Tendances de 2025 en matière de coupures d’Internet
En 2025, les tendances montrent une double réalité : une augmentation continue des coupures, mais aussi une résistance croissante via des technologies de contournement et des organisations de la société civile qui prennent de l’importance. Cette dynamique offre un espoir dans un contexte où la répression devient de plus en plus sophistiquée.

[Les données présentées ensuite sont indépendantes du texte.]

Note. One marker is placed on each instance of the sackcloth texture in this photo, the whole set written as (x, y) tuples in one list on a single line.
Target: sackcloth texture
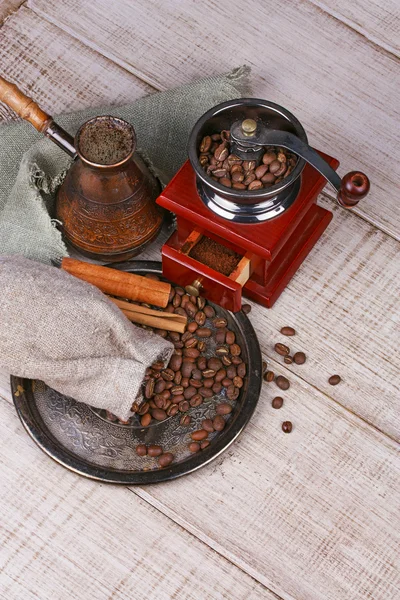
[(54, 327)]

Actions nécessaires pour protéger les droits numériques
Il est impératif que les droits humains fondamentaux, incluant le droit au travail, à la liberté d’expression et à l’éducation, soient respectés, tant en ligne qu’hors ligne. Les gouvernements africains, signataires de la Convention universelle des droits de l’homme et de la Charte africaine des droits de l’homme, doivent honorer leurs engagements. Dans plusieurs pays, la société civile joue un rôle clé dans la défense de ces droits, mais cela reste difficile dans les contextes où les libertés sont plus restreintes. Les entreprises privées doivent également être impliquées, en refusant de collaborer avec les gouvernements sur des mesures qui violent les droits humains et en adoptant une posture proactive pour défendre la liberté d’Internet.